Align marketing mix with corporate strategy:
The alignment is the key foundation for any B2B company to ensure execution of the marketing mix will meet the overall strategic objectives of the company. For example, if increasing growth rates in cloud segment is a key part software company’s strategy, then marketing mix must reflect it.
Invest disproportionately in growth segments:
Most large B2B companies find that 80 per cent of their revenue comes from a proven few products, where they have a significant mindshare. However, they allocate marketing spend by revenue and continue to invest in those proven segments. Incremental marketing investments in well-penetrated segments yield diminishing returns. Spend should instead be biased toward future growth, and not past performance. For example, at SAP, our marketing priorities are aligned each year with our growth ambitions, which means investing in new or even future products.
Focus on building a lasting brand:
In fine-tuning the mix, it is tempting to primarily allocate money to short-term initiatives that drive next quarter’s sales pipeline. However, they don’t influence customer’s long term bias towards the brand, which come from activities that promote thought leadership. Businesses need to ensure their mix models are capable of driving marketing effectiveness over both time horizons.
Design your mix based on your buyer behavior:
Where do your prospective customers go for information? Do they attend webinars? Are they likely to find information through search? How much influence do trade publications have? For example, if you are selling an IT management tool, then webinars, key industry events, trade journals and search must be a part of your marketing mix. If your product category is still evolving, thought leadership and executive education must be in your marketing mix.
Keep the customer journey front and centre:
Investment in trade shows and content syndication bring new sales leads. Alternatively, webinars and customer reference programmes advance the leads forward once the prospect is engaged. It is important to build a marketing mix that brings lots of relevant leads at the top of the marketing funnel and then moves them through the funnel quickly, so the sales organisation gets a healthy mix of qualified opportunities to close.
Ensure economics of marketing and the business are aligned:
Start with the economics of the business before crafting the right marketing mix. For example, if your product is priced at $10 per month per user and typical customer is 20 users and your conversion rates are: a) 35 per cent from opportunity to deal b) 10 per cent from qualified lead to opportunity c) 10 per cent from raw lead to qualified lead; then to break even in year one, the cost of raw lead must be less than $8. If the company wants to do expensive keyword buys, they need to balance with lower cost programmes that yield an aggregate cost per lead of $8 but still meets lead quality (conversion rates) and deal size metrics.
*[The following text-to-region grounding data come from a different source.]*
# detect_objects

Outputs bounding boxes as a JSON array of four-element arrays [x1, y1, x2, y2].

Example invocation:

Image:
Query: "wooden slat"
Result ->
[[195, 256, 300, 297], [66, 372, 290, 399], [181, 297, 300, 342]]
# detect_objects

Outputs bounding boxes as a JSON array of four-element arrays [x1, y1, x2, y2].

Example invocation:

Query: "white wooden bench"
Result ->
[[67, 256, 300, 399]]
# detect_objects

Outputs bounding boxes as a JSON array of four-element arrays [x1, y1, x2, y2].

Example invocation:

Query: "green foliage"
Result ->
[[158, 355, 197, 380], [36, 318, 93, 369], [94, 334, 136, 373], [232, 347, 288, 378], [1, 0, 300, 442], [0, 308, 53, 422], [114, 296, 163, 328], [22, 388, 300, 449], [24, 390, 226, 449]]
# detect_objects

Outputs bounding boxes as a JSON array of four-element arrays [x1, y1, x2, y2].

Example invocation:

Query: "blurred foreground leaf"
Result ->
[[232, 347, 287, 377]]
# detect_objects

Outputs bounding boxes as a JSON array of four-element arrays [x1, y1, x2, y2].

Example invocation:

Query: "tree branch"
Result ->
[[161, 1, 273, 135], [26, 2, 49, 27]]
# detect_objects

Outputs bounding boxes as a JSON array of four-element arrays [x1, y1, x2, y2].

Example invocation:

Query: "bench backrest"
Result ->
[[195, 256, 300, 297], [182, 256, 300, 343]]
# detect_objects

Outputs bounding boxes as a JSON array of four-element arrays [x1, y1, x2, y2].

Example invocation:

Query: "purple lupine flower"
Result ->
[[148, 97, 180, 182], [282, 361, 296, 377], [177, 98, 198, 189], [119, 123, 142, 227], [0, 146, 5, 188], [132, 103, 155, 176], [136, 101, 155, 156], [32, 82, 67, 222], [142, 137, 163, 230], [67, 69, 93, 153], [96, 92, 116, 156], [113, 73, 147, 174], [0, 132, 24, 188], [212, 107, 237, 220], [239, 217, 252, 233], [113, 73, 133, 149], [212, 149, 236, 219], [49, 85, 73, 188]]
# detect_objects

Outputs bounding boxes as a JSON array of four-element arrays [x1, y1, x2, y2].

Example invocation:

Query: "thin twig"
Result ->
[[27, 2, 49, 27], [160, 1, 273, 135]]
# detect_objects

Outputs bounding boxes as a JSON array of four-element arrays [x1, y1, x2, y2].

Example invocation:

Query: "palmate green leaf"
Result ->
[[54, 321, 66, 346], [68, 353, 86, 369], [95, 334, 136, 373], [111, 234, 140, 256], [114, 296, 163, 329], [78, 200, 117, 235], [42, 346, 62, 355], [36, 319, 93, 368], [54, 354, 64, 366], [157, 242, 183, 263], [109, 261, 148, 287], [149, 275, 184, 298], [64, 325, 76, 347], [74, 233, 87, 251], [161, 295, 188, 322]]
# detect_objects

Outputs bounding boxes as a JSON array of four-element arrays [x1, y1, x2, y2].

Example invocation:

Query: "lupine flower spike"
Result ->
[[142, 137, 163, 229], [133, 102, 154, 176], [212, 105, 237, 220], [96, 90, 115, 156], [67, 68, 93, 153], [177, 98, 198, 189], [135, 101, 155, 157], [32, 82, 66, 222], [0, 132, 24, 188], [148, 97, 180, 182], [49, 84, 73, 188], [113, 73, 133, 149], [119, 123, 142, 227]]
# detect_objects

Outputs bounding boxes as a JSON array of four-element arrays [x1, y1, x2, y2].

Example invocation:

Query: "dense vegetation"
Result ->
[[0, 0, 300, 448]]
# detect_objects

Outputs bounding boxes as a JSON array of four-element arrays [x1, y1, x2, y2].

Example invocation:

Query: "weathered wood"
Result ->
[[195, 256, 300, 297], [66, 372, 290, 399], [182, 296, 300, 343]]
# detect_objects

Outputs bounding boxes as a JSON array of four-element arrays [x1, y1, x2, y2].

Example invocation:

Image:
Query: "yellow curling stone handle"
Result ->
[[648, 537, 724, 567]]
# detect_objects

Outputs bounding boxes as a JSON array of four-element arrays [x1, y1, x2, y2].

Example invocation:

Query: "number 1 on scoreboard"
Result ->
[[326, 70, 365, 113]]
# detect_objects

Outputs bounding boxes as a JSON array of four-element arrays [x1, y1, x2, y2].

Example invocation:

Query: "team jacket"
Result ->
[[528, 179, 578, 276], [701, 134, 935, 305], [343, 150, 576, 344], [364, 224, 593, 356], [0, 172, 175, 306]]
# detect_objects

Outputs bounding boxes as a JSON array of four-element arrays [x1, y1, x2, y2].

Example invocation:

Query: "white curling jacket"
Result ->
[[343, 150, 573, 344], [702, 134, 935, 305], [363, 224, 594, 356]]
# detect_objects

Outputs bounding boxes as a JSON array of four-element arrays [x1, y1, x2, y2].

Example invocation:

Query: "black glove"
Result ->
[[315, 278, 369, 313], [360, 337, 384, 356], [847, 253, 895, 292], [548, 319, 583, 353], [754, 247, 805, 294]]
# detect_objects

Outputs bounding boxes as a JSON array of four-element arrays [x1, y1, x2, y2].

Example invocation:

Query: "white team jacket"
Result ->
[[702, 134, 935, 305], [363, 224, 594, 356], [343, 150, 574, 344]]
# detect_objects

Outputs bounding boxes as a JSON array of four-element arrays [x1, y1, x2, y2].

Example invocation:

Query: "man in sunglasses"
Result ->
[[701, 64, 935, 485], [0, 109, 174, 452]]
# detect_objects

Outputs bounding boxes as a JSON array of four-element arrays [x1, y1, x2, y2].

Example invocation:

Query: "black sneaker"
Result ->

Put the analytical approach at the heart of the organsation:
Marketing analytics should be a core part of optimising the marketing mix. It is also important to identify the right metrics and measure success of the program against them. When used well, analytics bring agility into marketing processes by allowing you to compare results with your plans, so you can make rapid adjustments to the mix and budget on an ongoing basis.
Ultimately, driving marketing mix effectiveness comes down to capabilities, processes, and talent. The seven points above should help you improve your processes and add new organisational capabilities to help you optimise your promotional marketing mix.